With sunny weather, longer days, increased vaccine availability, and statewide regulations easing, one of the first things most folks want to do is head to their favorite local restaurant. After more than a year of limited freedom and loss of socializing opportunities, reknitting our social fabric while supporting local restaurants has released a pent-up demand beyond the staffing capabilities of most restaurants.
Industry groups report that “Restaurants were hit harder than most any other industry during the pandemic, and still have the longest climb back to pre-coronavirus employment levels.”
Locally owned and community focused Harbor Foodservice provides the brands and products needed to keep restaurants serving and also maintains a complimentary team of restaurant and chef consultants to provide culinary and operational support. Harbor Foodservice consultant Andy Cook shared, “Service is meeting expectations, hospitality is exceeding them. Hospitality is a performance with a lot of behind-the-scenes complexities. Communicating how the labor shortage is affecting flow in a way that informs expectations will hopefully create a more positive experience for everyone.”

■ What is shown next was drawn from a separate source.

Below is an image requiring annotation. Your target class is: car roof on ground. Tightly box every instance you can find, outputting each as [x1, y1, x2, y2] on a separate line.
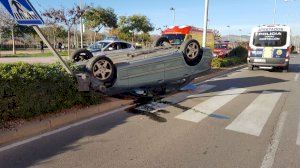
[96, 40, 130, 44]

“For instance,” states Cook, “if a guest feels their service is inattentive, it’s likely because the server’s section is 10 tables when it should be 5 or 6. Same for a kitchen staff of three that should be five.”
Cook continues, “Parenting priorities, occupational stability, unemployment stimulus, and other factors are tangible obstacles between ‘help wanted’ and hiring. New applicants are almost nonexistent.”

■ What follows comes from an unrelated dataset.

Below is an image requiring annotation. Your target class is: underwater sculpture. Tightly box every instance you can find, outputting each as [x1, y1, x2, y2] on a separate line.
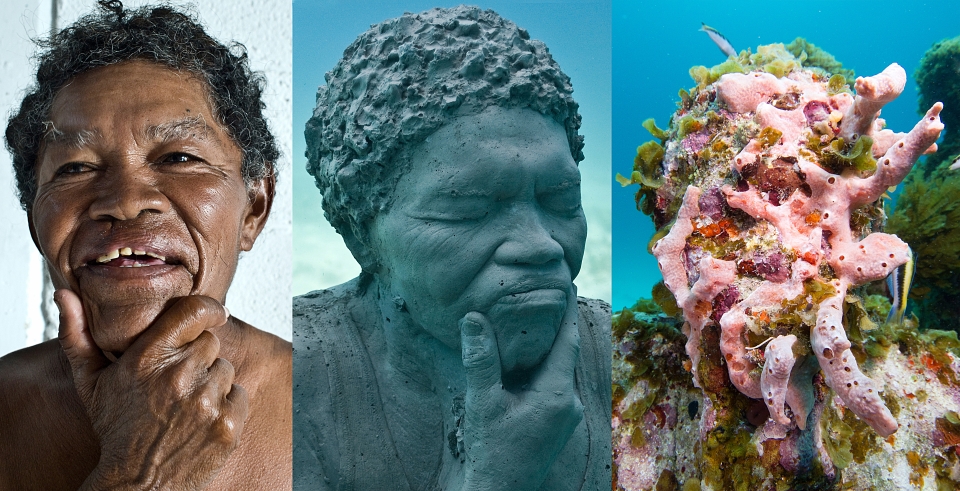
[628, 46, 943, 437]
[293, 6, 612, 491]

Dawn Mecham, of Visconti’s Hospitality Group, oversees operations in four restaurants, and two gelato parlors in the Leavenworth and Wenatchee area. She encourages diners to “Please be patient with our young employees, for many this is their first job. For instance, to ensure that we’re able to meet our high standard of service and quality, we require that tables remain unseated to control the volume of orders to our kitchen and bar. Sometimes our guests only see an empty table and express frustration for not being given access to it.”
Beyond staffing, Visconti’s Hospitality Group also faces shipment woes. “Our supply chain is still fraught with disruptions,” admits Mecham. “One example is we have a wine list that numbers in the hundreds; I’ve been waiting months for an order from Italy with still no idea when it’ll arrive. This sort of situation is presenting itself in unexpected ways.”

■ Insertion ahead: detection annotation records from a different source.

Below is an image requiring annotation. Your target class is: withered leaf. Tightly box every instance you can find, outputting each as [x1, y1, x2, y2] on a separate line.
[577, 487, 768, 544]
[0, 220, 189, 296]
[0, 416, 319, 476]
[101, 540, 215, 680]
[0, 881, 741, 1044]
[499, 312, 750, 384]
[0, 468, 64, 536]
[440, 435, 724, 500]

Dean Damitio, owner/operator of Olympia’s Westside Tavern and neighboring HASH breakfast restaurant shared “Support for local businesses and restaurants has been inspirational this past year and as restrictions ease, that support has continued. When the challenge of serving with limited staffing results in delays or product outage, I know it feels like we don’t value their support, nothing could be further from the truth, our guests and their enthusiasm for us is everything!”
Sonya, who bartends in a Tacoma-area pub, hopes people remember: “That taking care of our guests is our top job, we still love doing it, and we’re doing the best we can. Most nights I’m the only one out front taking orders, pouring drinks, and running the drinks. I get some help from the cooks when they’re not busy cooking with running food and bussing tables. Patience, understanding, and cooperation goes a long way, frustration and complaining slows everything down for everyone.”
Staffing is the top challenge for Carlo, a line cook from Federal Way. “Before COVID our line usually had six of us working, these days it two or three, sometimes just me,” he says. “I hate to see orders that take 30 minutes or more to come out, but we’re doing the best we can! We had to shrink our menu quite a bit to be able to keep up.”
Behind the scenes, HR managers like Mackenzie are working hard to fill available spots. “Training new people not only takes time but requires attention that’s hard to devote while my veteran staff is already overextended,” she explains. “One of my biggest worries is whether I’m giving my new people everything they need to be off to a good, positive start of hopefully a long and fulfilling tenure with us.”
Everyone interviewed suggested remaining mindful and patient when you venture out to that neighborhood hot spot. Being as empathetic as you can with delays and inconsistencies and remember that disappointments don’t always need to be shared publicly or online: give them a chance to make it right and exceed your expectations.
Summer 2021 hints at a gradual return to normalcy. Everyone can do their part to keep restaurant dining safe, peaceful, and appreciated. If 2020 taught us anything it’s that progress is slow and uneven. Eat out but be patient, tip generously, and take a minute to thank restaurant staff for all they do. We’re all in this together.